I want to tell her a secret,
my Mum is Yoruba, or she was,
before she came to England.
But Aunty will ask, What people? What town?
I won’t be able to answer.
Meanwhile, each time, the cleaner thinks that the narrator is going to say something demeaning. Finally, when the conversation does not happen (other than two separate imagined ones in their heads), she reads the narrator’s mind and can only react with a contradiction:
My laugh echoes
foreign against the lockers.
Luke Kennard’s “Poor Door”, which appears just before “Aunty”, is another piece combining satire, form, fact, and empathy in exact doses, to talk about the way our society, or its tangible structures, will always be designed to feed the beast of inequality:
Our monogrammed postboxes are extra wide to allow for
the quality of stationery. It’s not that we look down on you – our
gentility’s unimpeachable − it’s that you’re out of place here: a
peach with genitals. It’s not about where you came from it’s how
you’re getting in.
Another point of satisfaction, in reading this collection, is that there is a good balance of poems written in response to key events of the past years, and poems about people and politics on more allegorical levels. James Trevelyan’s poem “Understanding the collapse of the economy” is an acute tongue in cheek commentary:
when Katie
Robbins got off
with four boys
in one night
at the Rugby Club
and I didn’t care
cos one of them
was me yeah
it’s a bit like that.
Other poems in response to current affairs include Rosie Miles’ “Cuts”, which takes a jab at the NHS with can openers, Ellie Danak’s “What I Know about Voting in the Scottish Referendum”, “In Fashion” by Anna Kisby – written in the aftermath of the Rana Plaza collapse – and “On the day Obama was inaugurated”, which the anthology ends with.

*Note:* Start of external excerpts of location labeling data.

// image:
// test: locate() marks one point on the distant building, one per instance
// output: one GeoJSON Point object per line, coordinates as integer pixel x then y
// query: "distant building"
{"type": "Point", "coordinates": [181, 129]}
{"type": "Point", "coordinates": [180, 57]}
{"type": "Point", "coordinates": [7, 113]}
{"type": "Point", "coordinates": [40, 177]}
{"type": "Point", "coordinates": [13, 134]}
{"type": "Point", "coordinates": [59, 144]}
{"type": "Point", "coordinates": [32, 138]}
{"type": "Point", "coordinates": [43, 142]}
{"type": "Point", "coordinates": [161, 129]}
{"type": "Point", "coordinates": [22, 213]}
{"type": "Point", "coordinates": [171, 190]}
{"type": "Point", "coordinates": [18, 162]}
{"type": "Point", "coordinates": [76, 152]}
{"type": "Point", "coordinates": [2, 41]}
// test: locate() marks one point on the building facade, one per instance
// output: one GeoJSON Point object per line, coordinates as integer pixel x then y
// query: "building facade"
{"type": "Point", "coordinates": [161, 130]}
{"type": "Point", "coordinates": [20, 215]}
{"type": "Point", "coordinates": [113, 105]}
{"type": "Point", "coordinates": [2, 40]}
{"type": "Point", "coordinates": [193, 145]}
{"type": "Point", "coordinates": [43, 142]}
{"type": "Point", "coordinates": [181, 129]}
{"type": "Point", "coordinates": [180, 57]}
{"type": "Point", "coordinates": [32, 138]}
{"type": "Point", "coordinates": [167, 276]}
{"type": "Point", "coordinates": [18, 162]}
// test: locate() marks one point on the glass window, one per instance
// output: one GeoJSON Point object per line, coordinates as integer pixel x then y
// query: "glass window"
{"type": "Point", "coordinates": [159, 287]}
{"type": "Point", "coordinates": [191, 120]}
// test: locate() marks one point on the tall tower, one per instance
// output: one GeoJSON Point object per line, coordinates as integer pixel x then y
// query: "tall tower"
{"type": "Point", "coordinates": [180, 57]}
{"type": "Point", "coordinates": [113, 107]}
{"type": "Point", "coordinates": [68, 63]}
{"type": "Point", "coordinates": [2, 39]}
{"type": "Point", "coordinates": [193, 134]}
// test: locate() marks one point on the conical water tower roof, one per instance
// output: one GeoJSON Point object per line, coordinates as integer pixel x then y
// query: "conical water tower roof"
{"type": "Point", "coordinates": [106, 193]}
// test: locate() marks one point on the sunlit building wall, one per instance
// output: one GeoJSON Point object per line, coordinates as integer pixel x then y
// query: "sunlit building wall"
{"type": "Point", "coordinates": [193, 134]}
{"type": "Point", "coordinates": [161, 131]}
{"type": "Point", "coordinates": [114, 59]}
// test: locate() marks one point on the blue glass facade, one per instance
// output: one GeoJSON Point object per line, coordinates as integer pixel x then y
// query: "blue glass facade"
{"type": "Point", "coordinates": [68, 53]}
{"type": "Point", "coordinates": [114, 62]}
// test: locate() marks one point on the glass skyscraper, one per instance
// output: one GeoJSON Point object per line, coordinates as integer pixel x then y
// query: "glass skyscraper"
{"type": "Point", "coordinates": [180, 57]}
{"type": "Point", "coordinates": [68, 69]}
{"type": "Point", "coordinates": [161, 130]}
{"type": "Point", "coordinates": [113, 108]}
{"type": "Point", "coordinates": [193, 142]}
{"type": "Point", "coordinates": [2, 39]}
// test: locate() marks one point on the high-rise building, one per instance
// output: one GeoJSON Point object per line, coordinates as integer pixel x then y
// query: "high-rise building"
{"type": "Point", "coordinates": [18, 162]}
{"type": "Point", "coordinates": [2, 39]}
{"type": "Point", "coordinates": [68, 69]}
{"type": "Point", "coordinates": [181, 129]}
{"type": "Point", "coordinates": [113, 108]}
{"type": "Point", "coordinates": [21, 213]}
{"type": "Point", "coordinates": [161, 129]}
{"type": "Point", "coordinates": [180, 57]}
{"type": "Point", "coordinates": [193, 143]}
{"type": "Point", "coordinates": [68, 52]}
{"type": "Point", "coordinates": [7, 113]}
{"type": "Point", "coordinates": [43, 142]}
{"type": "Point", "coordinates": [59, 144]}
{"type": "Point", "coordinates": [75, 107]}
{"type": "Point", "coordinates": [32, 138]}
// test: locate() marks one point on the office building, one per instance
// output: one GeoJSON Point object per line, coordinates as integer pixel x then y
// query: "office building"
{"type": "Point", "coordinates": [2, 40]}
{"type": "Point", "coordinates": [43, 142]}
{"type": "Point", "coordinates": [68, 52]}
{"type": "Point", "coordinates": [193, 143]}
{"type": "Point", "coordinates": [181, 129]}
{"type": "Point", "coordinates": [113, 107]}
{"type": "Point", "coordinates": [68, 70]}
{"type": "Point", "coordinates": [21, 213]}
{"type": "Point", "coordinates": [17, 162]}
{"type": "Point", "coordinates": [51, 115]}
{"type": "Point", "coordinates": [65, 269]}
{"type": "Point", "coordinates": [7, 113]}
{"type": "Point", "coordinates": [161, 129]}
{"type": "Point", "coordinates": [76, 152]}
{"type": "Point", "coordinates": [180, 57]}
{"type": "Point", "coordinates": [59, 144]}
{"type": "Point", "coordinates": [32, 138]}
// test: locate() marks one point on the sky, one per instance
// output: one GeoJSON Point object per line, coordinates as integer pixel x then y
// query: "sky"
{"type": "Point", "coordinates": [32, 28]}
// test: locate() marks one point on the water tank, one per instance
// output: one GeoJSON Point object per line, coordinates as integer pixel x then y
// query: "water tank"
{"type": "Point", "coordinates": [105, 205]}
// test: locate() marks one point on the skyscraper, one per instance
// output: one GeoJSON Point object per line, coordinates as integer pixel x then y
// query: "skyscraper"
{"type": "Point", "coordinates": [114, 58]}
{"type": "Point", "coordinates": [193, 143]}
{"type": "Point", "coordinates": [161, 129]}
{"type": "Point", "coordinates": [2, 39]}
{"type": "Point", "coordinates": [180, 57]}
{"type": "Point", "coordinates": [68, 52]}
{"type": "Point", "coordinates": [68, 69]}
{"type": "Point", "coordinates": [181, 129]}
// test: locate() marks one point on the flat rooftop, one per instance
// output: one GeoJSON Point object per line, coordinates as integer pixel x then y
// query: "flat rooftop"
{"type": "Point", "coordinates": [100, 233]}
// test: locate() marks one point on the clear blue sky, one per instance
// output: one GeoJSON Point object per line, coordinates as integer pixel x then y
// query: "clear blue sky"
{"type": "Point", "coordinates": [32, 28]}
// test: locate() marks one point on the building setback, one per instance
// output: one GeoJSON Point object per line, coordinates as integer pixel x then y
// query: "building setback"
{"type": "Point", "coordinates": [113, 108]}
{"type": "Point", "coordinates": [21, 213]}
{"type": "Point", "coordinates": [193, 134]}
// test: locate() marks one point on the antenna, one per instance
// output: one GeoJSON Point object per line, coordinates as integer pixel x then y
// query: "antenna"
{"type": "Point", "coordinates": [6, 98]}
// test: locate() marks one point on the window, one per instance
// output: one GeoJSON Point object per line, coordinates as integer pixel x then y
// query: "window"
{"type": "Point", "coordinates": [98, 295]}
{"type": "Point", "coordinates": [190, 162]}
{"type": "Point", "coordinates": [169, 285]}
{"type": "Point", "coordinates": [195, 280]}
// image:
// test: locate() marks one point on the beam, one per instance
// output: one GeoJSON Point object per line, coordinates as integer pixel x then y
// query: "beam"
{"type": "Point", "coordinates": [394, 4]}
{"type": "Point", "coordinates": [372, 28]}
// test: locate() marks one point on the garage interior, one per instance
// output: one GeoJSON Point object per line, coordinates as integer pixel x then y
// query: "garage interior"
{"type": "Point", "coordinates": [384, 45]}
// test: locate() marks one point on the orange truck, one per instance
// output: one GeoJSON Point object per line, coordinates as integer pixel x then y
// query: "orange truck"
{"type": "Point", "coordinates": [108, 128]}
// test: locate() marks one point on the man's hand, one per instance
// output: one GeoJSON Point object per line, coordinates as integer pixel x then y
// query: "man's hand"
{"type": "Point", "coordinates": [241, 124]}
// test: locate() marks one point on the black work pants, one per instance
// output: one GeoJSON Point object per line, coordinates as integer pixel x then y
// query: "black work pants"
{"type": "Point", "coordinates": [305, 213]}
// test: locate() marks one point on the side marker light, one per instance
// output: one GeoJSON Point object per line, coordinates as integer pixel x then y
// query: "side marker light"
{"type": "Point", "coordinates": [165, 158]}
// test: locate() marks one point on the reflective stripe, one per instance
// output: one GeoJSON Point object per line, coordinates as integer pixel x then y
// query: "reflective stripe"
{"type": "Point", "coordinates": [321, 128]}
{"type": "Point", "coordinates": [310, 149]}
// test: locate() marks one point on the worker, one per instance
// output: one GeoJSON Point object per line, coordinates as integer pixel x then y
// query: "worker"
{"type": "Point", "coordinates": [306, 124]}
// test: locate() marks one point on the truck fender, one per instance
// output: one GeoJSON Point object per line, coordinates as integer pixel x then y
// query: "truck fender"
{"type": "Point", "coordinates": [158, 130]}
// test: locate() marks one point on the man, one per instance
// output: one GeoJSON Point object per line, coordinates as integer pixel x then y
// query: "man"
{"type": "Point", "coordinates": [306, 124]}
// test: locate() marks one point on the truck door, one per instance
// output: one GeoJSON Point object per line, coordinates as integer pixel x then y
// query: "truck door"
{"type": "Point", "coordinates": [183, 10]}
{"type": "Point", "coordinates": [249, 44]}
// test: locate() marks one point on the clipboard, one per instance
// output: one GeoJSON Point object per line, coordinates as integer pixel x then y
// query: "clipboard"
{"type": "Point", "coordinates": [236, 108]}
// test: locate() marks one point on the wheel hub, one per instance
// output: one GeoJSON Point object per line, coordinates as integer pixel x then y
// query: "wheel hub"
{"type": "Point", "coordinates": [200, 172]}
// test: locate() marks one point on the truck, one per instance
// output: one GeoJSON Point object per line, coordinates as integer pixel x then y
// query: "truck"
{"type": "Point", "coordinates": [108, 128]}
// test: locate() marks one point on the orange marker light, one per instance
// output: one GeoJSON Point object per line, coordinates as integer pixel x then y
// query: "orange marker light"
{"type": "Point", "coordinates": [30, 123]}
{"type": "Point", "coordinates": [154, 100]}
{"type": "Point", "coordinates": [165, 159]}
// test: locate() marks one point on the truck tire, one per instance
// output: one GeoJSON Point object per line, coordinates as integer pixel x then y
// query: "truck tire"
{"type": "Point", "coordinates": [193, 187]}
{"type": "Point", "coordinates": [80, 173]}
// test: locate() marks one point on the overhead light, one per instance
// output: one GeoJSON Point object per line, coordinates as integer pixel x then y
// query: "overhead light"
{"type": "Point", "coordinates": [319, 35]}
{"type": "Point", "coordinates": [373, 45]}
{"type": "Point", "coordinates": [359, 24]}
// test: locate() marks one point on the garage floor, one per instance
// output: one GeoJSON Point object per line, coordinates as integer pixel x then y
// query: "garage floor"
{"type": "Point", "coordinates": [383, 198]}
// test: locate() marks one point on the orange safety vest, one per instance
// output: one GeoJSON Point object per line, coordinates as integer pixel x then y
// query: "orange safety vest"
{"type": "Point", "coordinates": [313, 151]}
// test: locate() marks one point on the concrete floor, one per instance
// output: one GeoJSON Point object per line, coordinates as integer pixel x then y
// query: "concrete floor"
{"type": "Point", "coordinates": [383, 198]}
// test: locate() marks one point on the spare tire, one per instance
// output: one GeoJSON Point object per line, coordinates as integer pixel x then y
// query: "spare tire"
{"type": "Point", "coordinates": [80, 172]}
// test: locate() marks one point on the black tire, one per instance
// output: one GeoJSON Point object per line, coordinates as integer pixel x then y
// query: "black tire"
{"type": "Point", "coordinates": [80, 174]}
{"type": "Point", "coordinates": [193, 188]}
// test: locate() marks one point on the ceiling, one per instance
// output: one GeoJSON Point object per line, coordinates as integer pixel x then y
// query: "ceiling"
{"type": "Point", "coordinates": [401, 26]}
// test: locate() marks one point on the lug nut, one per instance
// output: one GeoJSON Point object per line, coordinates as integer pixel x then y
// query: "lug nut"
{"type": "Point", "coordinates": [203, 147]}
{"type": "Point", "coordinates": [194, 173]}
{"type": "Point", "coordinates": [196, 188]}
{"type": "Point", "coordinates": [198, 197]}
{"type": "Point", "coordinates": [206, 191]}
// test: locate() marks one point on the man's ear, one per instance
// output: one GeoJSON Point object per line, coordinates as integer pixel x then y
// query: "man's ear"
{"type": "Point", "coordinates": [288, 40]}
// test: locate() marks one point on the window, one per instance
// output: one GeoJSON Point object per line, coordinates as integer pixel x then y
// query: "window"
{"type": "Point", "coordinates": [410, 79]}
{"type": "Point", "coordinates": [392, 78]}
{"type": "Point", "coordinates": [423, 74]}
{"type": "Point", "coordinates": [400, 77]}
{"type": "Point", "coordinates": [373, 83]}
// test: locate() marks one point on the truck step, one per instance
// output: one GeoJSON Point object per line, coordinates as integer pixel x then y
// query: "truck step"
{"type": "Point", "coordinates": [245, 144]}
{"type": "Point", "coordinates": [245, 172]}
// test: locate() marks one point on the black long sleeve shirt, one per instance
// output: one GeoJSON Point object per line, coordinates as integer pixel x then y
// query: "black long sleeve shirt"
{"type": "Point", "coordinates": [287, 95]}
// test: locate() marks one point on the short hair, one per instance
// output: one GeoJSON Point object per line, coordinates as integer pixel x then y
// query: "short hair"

Satire and animal allegory has long been associated with writing about politics; one only has to glance at a basic literary shelf housing Orwell or Swift. It is therefore apt that Campaign in Poetry opens with Holly Hopkins’ poem about bees. Only it is not about bees. It is titled “The General Election”, and it stings. Clare Pollard’s “Hamelin” is also an excellent inclusion, about the rat-infested town where the collective thinks “We must face the nature of the threat / and extend the powers of the catcher.” On a similar ground of myth and the politics of island geography, Mona Arshi builds a picture of ‘wireman’ and his seemingly perfect wire family in her Reduit Beach prose poem “Wireman”.
A running concern in these poems, and in our everyday dialogue about politics, is the gap between speech and action, between promise and brainwash, or to borrow from Clare Pollard, the dangerous campaigning of “Common Nonsense”. Stephanie Arsoska’s poem “Proper Procedure” is a brave take on this loophole that is doublethink:
You are true citizens now.
True citizens follow the rules.
True citizens are golden.
True citizens will be looked after.
and these haunting lines with which the poem ends:
We are watching.
We love you.
We are watching.
Be true to yourself.
This is a message of hope.
Ewan Stevenson’s “Election Line” is another gem of a poem on the role of media and censorship in political campaigning. The editors, Rachel Piercey and Emma Wright, point out in their introduction that the idea behind the book was to shake up voter apathy, by presenting poems that would “make clear how important it is to think” about what is happening around us, and what needs to change. On this front, Ellie Danak’s poem “Stop” hits the nail on the head (and is an appropriate cue to end this review on):
And are you not moved some days
to run out of your house, your arms
whipping the air, to cry out ‘Stop’?